Radha Rani Kaki1, Bonthu Anuradha2, Bomidi Sudha Rani3, Karri Sambasiva Rao4, Pasam Kusumalatha5, Kommana Satyasuneetha6
The high morbidity and mortality associated with ICSOLs necessitates their early diagnosis so as to plan the required intervention. An analysis of 50 cases of Intracranial Space Occupying Lesions (ICSOL) including neoplastic and non-neoplastic masses diagnosed and treated at GGH, Kakinada, over a period of one year is presented. CT scan and MRI were used for the diagnosis.
MATERIALS AND METHODS
In this prospective cohort study, 50 patients with ICSOL were studied predominantly by MRI and also by CT and MRS (wherever necessary). Imaging findings were evaluated, tabulated and correlated with histopathological findings and also clinical findings (wherever available). The findings were statistically analysed.

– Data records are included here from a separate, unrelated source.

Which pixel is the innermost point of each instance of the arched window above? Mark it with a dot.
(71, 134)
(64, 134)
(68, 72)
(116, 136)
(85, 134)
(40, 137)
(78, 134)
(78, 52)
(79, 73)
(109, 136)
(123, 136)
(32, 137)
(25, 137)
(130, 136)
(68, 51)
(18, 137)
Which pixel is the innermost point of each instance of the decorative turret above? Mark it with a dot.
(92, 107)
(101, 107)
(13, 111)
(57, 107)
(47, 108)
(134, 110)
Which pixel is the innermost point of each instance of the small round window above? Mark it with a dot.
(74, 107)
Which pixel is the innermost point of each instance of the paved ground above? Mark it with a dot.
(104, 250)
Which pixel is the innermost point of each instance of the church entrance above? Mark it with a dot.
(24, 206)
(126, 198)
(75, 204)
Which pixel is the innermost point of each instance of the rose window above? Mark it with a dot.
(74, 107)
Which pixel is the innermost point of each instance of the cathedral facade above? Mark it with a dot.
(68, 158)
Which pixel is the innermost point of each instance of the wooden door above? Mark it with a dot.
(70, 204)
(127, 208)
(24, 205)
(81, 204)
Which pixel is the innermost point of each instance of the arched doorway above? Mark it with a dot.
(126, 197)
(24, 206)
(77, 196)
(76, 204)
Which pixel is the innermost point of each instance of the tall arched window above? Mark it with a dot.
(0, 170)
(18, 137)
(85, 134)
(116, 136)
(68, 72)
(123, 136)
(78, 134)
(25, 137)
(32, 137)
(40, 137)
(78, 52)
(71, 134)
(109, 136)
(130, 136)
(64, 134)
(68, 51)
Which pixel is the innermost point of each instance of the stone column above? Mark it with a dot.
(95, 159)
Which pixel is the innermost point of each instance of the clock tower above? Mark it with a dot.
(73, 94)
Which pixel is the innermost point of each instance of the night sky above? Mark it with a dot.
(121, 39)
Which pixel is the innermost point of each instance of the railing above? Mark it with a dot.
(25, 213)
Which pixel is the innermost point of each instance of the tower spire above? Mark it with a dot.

Most patients were in age range of 50-60 years. Male:female ratio was 2:3. Most common presenting symptom was headache associated with vomiting. Predominantly, solitary lesions were present in 47 patients (94%) and multiple lesions in three patients (6%). 39 cases were supratentorial, 10 cases were infratentorial and one lesion was both supra and infratentorial in location. 40 patients were having neoplastic lesions (80%) and 10 had non-neoplastic lesions (20%). In our study, meningiomas were the most common neoplastic lesion while among non-neoplastic lesions, arachnoid cysts were the most common. Of the neoplastic cases, 12 cases (30%) were malignant and 28 (70%) cases were benign mass effect was the most common associated imaging finding. For neoplastic lesions, the imaging sensitivity was 92.5%, specificity was 70%, accuracy was 88%, positive predictive value was 92.5% and negative predictive value was 70%. While for the non-neoplastic lesions, imaging sensitivity was 70%, specificity was 92.5% and accuracy was 88%.
Neuroimaging in combination with clinical findings can be helpful in early diagnosis and localisation of ICSOL and for proper management of the patient. The neurosurgeon, neuroradiologist and neuropathologist form a triad that is essential for diagnosis, management and follow up of these cases.